Identification de l’association gratifiée
Les juges ont ainsi cherché à identifier l’association qui est désignée dans le testament. Certes, l'association dénommée UNAPI n'existe pas. Il n’en demeure pas moins que la testatrice avait eu clairement l'intention de « léguer un bien immobilier lui appartenant à une association reconnue d'utilité publique afin d'y faire une maison de retraite ou un foyer qui accueillera des personnes handicapées physiques ou mentales ». Or, ajoutent les juges, « l'UNAPEI est indiscutablement la fondation la plus connue par le grand public pour la gestion et l'accompagnement des personnes handicapées, que le handicap soit physique ou mental, tout un chacun ignorant communément la forme juridique de l'UNAPEI, association ou fondation reconnue d'utilité publique, et la différence juridique entre association et fondation ». En reproduisant le sigle UNAPI, tout particulièrement proche d'une lettre de l'UNAPEI, la testatrice, par la main de son notaire, s'est trompée dans l'intitulé exact de la dénomination du bénéficiaire l'UNAPEI et commit une simple erreur matérielle par omission du « E » alors même qu'elle a entendu gratifier l'UNAPEI. L'erreur dans la désignation de la personne gratifiée ne peut dès lors entacher le testament de nullité et le priver d'efficacité.
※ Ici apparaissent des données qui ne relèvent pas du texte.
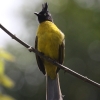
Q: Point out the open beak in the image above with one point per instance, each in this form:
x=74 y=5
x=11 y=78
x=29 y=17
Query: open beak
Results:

La fiscalité joue les trouble-fête
Mais à ce stade, tout n’est pas réglé pour autant. Il convient en effet de déterminer quelle est l’UNAPEI bénéficiaire du legs. Ce n’est pas si simple car il en existe au moins une par département. Or, l'association UNAPEI la plus proche de Castelnau-le-Lez est l'UNAPEI 34. Cependant, cette association n'est pas reconnue association d'utilité publique. Seule la fondation UNAPEI, à laquelle l'UNAPEI 34 est affiliée, est reconnue d'utilité publique en servant l'intérêt général sous la tutelle de l'État. L'association non reconnue d'utilité publique peut recevoir un legs, mais elle est alors soumise à des droits de succession de 60 %. Or, voir amputer son legs de plus de moitié n'était pas la volonté de la testatrice. C'est donc à bon droit que le premier juge, interprétant souverainement la volonté de la testatrice, a jugé que le destinataire du legs est l'UNAPEI, à charge pour elle d'en faire bénéficier l’UNAPEI 34. La morale de l’histoire est la suivante : dans la rédaction d’un testament, il faut être attentif dans la désignation du bénéficiaire d’un legs !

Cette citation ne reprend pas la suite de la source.